Zudem ist als wesentliches Argument schließlich festzuhalten, dass es hier - anders als bei dem richtungsweisenden Judikat 91/15/0085 vom 25.5.1992 - um ein Verwaltungsstrafverfahren (und nicht um ein antragsbedürftiges Administrativverfahren) geht, bei dem eine dem Namen nach bestimmte Person wegen einer Verwaltungsübertretung bestraft werden soll. Die fehlende Bezeichnung des Bescheidadressaten darf nicht zu Lasten des Beschuldigten gehen, der sich diesfalls lediglich aus dem Strafakt ergeben würde. Die bloße Bestimmbarkeit des Bescheidadressaten aus dem Akteninhalt würde letztlich mangels Bestimmtheit des Verpflichteten auch eine Zwangsvollstreckung der verhängten Geldstrafe verhindern, zumal die Erlassung eines Berichtigungsbescheides wie oben ausgeführt nicht in Betracht kommt.

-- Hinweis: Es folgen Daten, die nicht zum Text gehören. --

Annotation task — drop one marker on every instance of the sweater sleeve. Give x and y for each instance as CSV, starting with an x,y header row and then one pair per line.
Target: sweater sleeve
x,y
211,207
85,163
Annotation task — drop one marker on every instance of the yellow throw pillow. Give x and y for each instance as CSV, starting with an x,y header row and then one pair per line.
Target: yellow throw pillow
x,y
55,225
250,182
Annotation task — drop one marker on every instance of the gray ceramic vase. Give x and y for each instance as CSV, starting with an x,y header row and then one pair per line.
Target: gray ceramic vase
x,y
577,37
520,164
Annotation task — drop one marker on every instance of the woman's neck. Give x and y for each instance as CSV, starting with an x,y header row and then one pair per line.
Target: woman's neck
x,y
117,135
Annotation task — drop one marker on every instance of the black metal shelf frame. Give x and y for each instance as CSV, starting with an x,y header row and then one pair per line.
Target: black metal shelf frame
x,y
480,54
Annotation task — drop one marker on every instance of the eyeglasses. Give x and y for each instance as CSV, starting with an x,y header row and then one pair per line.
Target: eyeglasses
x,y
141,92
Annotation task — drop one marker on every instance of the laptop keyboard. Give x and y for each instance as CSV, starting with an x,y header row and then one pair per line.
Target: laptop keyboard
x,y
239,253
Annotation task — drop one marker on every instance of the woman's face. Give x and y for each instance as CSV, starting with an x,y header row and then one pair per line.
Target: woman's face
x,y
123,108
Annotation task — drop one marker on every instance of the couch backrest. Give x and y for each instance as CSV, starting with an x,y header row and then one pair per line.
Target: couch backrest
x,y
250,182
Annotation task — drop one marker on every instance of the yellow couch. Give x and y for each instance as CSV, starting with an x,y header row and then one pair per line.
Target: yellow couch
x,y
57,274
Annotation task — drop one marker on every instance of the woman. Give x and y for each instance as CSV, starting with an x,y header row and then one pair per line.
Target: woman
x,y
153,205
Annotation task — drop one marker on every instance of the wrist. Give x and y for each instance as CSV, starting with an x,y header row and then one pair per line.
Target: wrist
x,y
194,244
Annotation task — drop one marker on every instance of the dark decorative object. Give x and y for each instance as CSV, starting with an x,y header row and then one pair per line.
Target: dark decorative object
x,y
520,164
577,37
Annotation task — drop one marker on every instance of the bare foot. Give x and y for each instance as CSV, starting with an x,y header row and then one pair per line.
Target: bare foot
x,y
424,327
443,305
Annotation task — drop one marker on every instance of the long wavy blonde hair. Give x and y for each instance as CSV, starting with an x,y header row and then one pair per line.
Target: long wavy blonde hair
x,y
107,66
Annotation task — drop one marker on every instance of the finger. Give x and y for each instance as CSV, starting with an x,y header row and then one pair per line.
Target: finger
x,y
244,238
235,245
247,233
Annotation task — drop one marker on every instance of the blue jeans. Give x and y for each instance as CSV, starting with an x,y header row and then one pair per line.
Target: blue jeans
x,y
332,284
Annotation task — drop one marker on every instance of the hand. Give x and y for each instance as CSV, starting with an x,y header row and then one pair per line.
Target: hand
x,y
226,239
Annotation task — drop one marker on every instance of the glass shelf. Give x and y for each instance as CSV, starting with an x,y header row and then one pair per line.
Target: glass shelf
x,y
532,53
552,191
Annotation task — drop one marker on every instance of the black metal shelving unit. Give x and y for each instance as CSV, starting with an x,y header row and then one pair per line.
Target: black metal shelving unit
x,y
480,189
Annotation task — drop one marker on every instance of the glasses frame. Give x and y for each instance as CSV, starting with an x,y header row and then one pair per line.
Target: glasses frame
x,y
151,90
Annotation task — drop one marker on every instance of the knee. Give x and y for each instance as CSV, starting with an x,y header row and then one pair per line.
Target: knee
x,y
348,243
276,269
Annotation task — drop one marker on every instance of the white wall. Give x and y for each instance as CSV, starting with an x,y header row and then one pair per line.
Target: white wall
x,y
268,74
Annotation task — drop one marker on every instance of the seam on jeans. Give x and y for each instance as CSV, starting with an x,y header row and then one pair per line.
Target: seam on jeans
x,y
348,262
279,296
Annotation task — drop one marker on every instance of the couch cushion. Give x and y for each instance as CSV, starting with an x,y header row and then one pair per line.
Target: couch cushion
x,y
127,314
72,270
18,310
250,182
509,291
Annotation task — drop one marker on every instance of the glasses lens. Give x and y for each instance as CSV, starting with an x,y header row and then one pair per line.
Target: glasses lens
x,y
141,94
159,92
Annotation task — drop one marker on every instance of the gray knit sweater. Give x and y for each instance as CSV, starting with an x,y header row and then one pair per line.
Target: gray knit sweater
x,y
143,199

Zusammenfassend ergibt sich im Lichte der seit der VwGH-Entscheidung 91/15/0085 vom 25.5.1992 gelockerten Judikatur somit, dass die Nennung der "Firma O. Ges.m.b.H. & Co." im Kopf (Adressfeld) der an den Rechtsanwalt Dr. K. in G., zugestellten Ausfertigung des Straferkenntnisses ein grober Missgriff der belangten Behörde ist. Im vorliegenden Fall scheint weder in der mit "Firma" gewählten Bezeichnung "O. Ges.m.b.H. & Co." der möglicherweise tatsächlich intendierte Beschuldigte O. auf, dessen Rechtsanwalt der in der Adresse angeführte Anwalt ist, noch ergibt sich der Name aus dem Spruch, wenn es darin heißt "Sie haben es als handelsrechtlicher Geschäftsführer der Firma "O. Ges.m.b.H.", persönlich haftende Gesellschafterin der Fa. O. Ges.m.b.H. & Co., mit Sitz in G., und somit als zur Vertretung nach außen berufenes Organ (§ 9 VStG 1991 idgF.) und Arbeitgeber zu verantworten, dass ..." Auch aus der Begründung des Straferkenntnisses ist nichts zu gewinnen, da auf den unter Umständen intendierten Beschuldigten nirgends namentlich Bezug genommen wird und zusammenfassend festgestellt wird "Es sind daher gemäß § 9 Abs.1 VStG die zur Vertretung der O. Ges.m.b.H & Co. als Arbeitgeberin nach außen berufenen Organe für die o.a. Übertretungen verwaltungsstrafrechtlich verantwortlich." In der Zustellverfügung ist nur das am Verwaltungsstrafverfahren ebenfalls als Partei beteiligte Arbeitsinspektorat für Bauarbeiten, angeführt und im Kopf der Erledigung scheint mit der bezeichneten Firma lediglich eine Nichtperson als Bescheidadressat auf. Ein derartiges "Vergreifen" in der Bezeichnung des Beschuldigten hat daher zur Folge, dass diese Erledigung nicht einmal als ein an den falschen Adressaten gerichteter Bescheid sondern als ein absolut nichtiger Bescheid zu werten ist.

Sohin war wegen Nichtvorliegens eines Bescheides die Berufung als unzulässig zurückzuweisen.

Rechtsmittelbelehrung:

Gegen diesen Bescheid ist kein ordentliches Rechtsmittel zulässig.

Hinweis:

Gegen diesen Bescheid kann innerhalb von sechs Wochen ab seiner Zustellung eine Beschwerde an den Verfassungsgerichtshof und/oder an den Verwaltungsgerichtshof erhoben werden; diese muss von gesetzlichen Ausnahmen abgesehen jeweils von einem Rechtsanwalt unterschrieben sein. Für jede dieser Beschwerden ist eine Gebühr von 180 Euro zu entrichten.